Seattle’s Olmsted Parks


John Charles Olmsted of the Olmsted Brothers Landscape Architects firm developed a park and boulevard system for the City of Seattle between 1903 and 1912. In addition to the system plan, Olmsted and other landscape architects from the Olmsted Brothers firm also developed plans for individual landscapes, including the University of Washington campus, Volunteer Park, the Washington Park Arboretum, Hiawatha Park, and others.

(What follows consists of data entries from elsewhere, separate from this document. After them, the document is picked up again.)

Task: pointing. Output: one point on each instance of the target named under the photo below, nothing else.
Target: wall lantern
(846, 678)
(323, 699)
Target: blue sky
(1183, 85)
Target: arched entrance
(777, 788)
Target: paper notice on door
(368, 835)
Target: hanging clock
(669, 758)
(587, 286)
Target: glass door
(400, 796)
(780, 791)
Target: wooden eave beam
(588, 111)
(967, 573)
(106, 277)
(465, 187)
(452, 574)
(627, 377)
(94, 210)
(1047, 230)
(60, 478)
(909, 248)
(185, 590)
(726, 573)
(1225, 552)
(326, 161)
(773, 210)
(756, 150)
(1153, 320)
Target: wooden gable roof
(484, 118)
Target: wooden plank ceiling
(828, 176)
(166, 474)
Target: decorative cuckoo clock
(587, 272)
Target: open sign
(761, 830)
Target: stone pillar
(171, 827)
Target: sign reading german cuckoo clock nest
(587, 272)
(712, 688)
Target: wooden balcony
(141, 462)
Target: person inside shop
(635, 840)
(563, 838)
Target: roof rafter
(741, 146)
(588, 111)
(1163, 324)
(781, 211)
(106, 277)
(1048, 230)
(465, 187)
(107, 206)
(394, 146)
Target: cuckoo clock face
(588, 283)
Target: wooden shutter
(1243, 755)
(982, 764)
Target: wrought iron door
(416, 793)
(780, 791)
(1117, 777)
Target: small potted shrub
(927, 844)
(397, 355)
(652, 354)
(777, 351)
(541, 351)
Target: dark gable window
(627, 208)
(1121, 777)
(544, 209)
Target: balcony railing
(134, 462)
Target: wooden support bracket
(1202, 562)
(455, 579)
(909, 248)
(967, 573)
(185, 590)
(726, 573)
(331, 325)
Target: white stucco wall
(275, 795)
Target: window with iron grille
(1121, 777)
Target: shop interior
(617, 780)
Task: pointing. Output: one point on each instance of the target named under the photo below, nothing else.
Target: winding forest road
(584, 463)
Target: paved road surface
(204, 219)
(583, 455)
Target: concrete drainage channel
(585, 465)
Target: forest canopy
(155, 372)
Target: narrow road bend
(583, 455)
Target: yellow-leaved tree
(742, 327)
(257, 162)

The system plan and these individual plans share a number of Olmstedian characteristics:

  • Parks and boulevards located on hilltops or along shorelines take advantage of views, incorporated as "borrowed landscapes" into the designs.
  • In more formally designed parks, "rooms" consisted of sweeping lawns bordered by planting beds that featured multiple layers, from ground covers to mid-height shrubs to taller trees.
  • Olmsted encouraged the preservation and use of native vegetation.
  • Many parks incorporated playgrounds for Seattle's younger citizens.
  • Paths and drives often follow curvilinear lines through the landscapes.
  • Formal sections of boulevards are flanked by rows of trees, informal sections that travel through woodland parks incorporate the existing vegetation along the street borders.

Montlake Boulevard

Montlake Boulevard was designed) by the Olmsted Brothers. It is located in the Montlake and University District neighborhoods and runs between the northern starting point of Lake Washington Boulevard and NE 45th Street.

Montlake Boulevard, originally known as the University Extension of Washington Park Boulevard, which became Lake Washington Boulevard, was identified in John Charles Olmsted's 1903 plan for Seattle's parks and boulevards system. The plan included a ring of boulevards connecting Seattle's major parks.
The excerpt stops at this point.